I'm glad I could help in a small way. The two most important things for you to keep in mind are that:
Thoughts aren't reality
The OCD is not you. It's like a virus. It lives in your mind and it feeds off your anxiety. So what it does is it constantly searches for thoughts and triggers that it can explode and make you miserable. But none of it is real. And it's not that you're going crazy or whatever, it's that all your thoughts get filtered through the OCD, so it gets to choose how you experience them, how you interpret them. I knew a woman who was absolutely convinced she was going to go crazy and poison her baby. The thought of her losing control and doing it made her sick and miserable. Now, of course she would NEVER do it, it was her OCD making her think that it was a possibility, which fueled her anxiety and made her miserable, which made the OCD fat and happy.

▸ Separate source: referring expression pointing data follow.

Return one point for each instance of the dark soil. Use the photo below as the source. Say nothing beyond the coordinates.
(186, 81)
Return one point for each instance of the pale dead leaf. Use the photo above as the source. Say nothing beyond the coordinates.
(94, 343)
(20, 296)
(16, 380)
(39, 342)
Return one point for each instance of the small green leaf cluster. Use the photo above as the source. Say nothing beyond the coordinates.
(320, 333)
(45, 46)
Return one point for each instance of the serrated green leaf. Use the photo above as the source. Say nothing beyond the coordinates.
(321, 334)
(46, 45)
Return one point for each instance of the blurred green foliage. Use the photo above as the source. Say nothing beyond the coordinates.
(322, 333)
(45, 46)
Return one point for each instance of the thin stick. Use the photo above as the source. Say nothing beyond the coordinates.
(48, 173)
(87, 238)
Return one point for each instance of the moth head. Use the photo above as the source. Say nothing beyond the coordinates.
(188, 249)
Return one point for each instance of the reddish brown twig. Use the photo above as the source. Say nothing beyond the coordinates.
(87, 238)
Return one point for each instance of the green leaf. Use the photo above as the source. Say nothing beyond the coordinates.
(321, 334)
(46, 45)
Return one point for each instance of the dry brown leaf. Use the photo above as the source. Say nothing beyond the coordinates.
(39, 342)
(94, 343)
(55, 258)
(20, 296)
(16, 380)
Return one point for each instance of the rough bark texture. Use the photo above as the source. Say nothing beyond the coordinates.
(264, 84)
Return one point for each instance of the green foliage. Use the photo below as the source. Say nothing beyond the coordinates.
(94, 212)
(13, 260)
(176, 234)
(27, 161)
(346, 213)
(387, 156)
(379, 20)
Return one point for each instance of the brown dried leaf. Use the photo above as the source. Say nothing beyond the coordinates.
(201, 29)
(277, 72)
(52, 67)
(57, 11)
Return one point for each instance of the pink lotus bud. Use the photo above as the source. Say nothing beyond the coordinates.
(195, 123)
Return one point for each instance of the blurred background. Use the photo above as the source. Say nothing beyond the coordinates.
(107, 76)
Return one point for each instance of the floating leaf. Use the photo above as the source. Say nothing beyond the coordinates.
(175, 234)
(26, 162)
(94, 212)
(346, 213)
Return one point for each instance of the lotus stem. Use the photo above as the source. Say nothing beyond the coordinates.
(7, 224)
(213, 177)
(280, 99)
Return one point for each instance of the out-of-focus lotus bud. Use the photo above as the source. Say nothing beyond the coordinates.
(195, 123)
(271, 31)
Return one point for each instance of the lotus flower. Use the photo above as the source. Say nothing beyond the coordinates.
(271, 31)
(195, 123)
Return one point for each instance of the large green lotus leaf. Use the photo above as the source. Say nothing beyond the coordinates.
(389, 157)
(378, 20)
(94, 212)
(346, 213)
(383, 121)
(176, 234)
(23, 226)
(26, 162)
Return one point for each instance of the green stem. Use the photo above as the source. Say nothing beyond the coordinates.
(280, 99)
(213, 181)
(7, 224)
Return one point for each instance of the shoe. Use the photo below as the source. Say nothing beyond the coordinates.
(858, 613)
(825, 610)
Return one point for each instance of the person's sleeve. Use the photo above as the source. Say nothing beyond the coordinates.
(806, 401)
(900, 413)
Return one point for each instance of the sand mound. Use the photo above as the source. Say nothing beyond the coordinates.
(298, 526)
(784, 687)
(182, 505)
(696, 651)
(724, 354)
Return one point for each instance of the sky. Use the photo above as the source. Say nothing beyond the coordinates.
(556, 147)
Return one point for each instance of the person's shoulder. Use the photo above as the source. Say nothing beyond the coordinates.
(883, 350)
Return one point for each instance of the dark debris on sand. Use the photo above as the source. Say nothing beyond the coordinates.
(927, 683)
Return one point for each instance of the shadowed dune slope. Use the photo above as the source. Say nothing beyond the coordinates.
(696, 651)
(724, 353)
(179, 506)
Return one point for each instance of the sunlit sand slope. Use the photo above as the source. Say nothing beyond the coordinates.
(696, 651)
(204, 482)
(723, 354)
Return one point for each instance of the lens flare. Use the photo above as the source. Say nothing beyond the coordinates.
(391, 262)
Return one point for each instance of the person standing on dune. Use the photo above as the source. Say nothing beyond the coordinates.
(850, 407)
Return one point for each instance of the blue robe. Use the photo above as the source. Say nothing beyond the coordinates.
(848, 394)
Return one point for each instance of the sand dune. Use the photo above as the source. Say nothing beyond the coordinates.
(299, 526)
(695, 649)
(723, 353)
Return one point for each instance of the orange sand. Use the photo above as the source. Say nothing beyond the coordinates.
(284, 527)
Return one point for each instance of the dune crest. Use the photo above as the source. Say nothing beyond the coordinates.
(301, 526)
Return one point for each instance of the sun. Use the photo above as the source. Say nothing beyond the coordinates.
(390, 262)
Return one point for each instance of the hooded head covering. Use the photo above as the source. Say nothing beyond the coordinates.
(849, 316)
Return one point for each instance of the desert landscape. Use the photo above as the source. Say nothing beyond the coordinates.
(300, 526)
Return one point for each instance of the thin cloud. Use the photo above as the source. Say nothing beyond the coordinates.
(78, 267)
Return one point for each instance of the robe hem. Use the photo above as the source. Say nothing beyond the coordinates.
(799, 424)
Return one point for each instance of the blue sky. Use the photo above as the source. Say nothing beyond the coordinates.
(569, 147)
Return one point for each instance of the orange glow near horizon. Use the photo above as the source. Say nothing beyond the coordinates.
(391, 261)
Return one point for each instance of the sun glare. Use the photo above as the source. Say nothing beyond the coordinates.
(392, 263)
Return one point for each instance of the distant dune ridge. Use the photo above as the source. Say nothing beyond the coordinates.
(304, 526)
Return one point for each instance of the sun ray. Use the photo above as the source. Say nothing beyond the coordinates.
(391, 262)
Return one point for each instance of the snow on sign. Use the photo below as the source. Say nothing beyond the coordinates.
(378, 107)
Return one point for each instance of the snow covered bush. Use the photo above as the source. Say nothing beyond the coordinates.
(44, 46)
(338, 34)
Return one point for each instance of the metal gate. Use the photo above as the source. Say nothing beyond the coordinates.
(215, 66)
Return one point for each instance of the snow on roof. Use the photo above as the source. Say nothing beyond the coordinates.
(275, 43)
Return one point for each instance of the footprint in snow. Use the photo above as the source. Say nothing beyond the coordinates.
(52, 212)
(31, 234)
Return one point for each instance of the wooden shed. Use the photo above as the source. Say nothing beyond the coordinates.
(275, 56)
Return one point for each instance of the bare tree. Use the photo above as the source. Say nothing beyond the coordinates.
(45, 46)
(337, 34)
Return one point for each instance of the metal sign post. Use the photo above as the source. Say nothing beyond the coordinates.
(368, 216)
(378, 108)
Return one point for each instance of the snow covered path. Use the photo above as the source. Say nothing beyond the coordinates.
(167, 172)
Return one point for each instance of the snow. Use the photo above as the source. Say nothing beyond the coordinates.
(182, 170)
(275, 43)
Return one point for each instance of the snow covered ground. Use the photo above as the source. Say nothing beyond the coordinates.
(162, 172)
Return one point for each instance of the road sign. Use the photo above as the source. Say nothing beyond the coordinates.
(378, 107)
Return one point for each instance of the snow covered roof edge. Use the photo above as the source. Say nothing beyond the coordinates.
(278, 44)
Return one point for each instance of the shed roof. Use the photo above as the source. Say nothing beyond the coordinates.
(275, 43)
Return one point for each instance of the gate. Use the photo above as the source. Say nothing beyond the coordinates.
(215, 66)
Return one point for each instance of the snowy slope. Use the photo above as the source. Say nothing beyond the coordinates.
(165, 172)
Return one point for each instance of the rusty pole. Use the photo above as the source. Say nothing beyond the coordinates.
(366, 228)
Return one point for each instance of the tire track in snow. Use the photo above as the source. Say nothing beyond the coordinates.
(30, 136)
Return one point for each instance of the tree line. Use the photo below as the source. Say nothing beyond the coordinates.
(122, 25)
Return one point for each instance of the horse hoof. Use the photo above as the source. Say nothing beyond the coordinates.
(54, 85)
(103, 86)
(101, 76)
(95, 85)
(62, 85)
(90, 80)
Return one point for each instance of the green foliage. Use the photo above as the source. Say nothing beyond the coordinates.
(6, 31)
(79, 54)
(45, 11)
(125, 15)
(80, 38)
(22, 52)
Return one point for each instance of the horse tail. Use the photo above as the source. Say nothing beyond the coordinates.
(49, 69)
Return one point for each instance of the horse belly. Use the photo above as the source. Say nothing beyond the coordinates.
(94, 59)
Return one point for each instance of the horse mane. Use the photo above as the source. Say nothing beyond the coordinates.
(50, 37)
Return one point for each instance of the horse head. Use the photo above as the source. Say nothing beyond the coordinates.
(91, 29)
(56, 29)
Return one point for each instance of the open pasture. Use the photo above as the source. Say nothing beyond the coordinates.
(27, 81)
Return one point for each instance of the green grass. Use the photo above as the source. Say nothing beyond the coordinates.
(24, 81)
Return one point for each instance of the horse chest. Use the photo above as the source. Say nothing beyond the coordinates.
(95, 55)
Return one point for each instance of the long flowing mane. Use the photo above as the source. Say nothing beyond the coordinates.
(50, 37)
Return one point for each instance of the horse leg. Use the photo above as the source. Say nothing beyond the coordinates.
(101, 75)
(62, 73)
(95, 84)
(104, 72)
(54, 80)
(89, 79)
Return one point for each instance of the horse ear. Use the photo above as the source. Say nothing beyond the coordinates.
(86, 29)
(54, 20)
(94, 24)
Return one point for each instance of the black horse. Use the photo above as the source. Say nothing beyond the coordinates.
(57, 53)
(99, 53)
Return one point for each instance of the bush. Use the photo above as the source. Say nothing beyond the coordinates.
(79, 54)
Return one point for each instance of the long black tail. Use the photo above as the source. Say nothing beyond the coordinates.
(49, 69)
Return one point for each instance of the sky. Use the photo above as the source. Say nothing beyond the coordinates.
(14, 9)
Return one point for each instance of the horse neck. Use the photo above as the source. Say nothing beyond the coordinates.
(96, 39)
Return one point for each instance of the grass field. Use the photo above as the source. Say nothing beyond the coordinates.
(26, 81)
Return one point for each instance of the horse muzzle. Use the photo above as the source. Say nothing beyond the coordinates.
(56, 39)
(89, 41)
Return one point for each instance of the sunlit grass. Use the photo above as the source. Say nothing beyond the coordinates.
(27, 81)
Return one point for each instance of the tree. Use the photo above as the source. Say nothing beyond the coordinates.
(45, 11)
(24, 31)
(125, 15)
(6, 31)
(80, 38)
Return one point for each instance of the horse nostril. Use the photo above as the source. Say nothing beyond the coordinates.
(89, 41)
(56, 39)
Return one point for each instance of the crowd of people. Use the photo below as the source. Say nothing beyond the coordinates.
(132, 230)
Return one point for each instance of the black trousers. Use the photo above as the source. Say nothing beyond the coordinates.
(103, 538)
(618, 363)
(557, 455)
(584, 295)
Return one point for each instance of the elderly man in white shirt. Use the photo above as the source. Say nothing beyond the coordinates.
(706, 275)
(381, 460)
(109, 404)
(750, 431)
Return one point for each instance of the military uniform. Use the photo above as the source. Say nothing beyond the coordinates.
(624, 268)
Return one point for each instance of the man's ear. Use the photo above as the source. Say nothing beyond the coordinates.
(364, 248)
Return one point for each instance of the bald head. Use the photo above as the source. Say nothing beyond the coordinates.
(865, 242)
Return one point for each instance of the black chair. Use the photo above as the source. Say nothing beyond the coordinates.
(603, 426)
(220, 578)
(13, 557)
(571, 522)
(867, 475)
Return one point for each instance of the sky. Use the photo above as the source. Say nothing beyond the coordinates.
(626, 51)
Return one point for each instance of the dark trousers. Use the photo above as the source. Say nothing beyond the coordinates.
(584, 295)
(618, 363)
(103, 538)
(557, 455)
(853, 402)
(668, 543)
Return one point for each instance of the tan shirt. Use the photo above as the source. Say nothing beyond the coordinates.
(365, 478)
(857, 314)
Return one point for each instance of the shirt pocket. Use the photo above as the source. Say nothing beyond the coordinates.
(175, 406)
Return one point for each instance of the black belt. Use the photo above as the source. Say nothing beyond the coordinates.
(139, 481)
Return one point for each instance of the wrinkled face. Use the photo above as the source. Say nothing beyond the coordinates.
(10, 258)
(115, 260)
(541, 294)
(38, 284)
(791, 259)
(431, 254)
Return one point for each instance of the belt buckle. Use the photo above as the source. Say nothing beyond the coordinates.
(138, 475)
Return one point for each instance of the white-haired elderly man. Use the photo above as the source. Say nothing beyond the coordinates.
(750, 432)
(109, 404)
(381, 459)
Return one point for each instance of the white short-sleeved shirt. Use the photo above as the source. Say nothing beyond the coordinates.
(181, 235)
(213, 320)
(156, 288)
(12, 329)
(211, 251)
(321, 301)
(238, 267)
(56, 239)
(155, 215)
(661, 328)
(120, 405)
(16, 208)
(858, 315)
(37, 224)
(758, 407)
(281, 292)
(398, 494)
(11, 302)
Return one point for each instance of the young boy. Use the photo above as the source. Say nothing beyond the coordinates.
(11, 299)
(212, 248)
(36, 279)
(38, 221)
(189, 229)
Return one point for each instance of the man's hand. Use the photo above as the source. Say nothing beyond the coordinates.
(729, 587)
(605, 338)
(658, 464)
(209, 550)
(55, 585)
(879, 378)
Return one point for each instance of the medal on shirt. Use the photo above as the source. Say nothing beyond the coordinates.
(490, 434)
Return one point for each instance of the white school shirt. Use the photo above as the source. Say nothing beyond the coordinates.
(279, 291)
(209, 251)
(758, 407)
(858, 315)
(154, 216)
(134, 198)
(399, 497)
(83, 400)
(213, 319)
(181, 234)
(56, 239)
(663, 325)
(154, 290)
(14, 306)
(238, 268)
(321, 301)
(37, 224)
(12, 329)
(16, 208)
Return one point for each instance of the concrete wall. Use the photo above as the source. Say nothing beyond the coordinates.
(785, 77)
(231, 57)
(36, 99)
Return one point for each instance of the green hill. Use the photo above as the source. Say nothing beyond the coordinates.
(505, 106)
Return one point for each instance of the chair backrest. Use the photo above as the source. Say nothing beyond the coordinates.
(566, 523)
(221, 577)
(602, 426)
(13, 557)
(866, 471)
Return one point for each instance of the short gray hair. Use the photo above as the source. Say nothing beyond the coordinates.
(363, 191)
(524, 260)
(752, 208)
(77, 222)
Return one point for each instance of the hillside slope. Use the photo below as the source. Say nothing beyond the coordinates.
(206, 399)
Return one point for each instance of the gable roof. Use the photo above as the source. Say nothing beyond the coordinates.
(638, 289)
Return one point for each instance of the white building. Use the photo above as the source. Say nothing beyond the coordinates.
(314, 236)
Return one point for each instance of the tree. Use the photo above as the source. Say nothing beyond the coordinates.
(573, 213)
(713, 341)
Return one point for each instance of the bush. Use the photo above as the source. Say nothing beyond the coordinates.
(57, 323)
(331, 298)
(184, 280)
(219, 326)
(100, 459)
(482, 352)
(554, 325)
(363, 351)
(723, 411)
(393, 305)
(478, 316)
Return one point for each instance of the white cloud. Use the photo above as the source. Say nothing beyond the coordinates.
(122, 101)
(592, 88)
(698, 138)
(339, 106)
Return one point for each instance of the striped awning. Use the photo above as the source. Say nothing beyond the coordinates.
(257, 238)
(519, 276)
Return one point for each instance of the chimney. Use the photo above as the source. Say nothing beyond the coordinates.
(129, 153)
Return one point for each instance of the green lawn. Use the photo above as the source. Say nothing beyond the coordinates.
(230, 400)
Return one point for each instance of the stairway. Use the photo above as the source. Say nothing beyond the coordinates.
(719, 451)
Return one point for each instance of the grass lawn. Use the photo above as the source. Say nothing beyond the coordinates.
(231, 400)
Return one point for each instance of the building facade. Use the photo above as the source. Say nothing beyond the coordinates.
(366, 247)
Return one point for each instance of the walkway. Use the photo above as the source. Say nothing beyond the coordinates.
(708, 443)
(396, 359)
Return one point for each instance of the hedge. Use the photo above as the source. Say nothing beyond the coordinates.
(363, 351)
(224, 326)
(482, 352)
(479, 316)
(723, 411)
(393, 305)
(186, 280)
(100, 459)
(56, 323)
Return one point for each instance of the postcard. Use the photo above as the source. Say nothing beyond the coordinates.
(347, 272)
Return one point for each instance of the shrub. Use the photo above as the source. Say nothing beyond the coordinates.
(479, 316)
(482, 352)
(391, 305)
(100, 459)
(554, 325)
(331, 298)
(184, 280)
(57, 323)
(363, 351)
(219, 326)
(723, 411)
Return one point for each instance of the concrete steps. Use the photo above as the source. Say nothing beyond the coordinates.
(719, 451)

The only treatment is to learn to starve the OCD, which is possible, and meds and therapy help. And let me make it absolutely clear, you WILL starve it out. It will get small and weak and you'll be able to laugh at it in a few months. It won't ever fully go away because no human can ever fully get rid of anxiety and regret and fear, but once you learn to recognize a thought as an OCD thought, it's much easier to dismiss. For me, OCD thoughts actually make my head feel different, like it's burning a little. I stare off into space and get lost in an anxious thought as though I were having a really powerful daydream. But I shake my head and say, "That's just an OCD thought," and I try my best to ignore it. It works, sometimes better than others, but it does work.
I also carry around my little plastic lizard. When I first met my pdoc I described my OCD as a sleeping dragon that roars to life when it senses a tiny bit of anxiety. He said that we're going to take that dragon, and make him a little lizard. I mentioned this to my mother in law and she sent me the little lizard that's pictured in my avatar. My pdoc loved it and said that whenever I have an OCD thought, I should take out the lizard, set him on my desk and say, sarcastically, "Really? This is what you want me to think about? Really?!" It seems silly, but that's the point. Don't treat your OCD with any respect. Make fun of it. Attack it with silliness. Find a stupid little thing that can act as your OCD and carry it with you and be silly with it. Make it a joke. Eventually it'll be a joke.
OCD is a long road that goes up and down. It's muddy, and slippery, and sometimes you think you've reached the end only to find out two weeks later that you have more climbing to do. Try not to get too discouraged. Remember what Christopher Robin said to Pooh, "You are braver than you believe, stronger than you seem, and smarter than you think."
And also, you're not alone. Ever.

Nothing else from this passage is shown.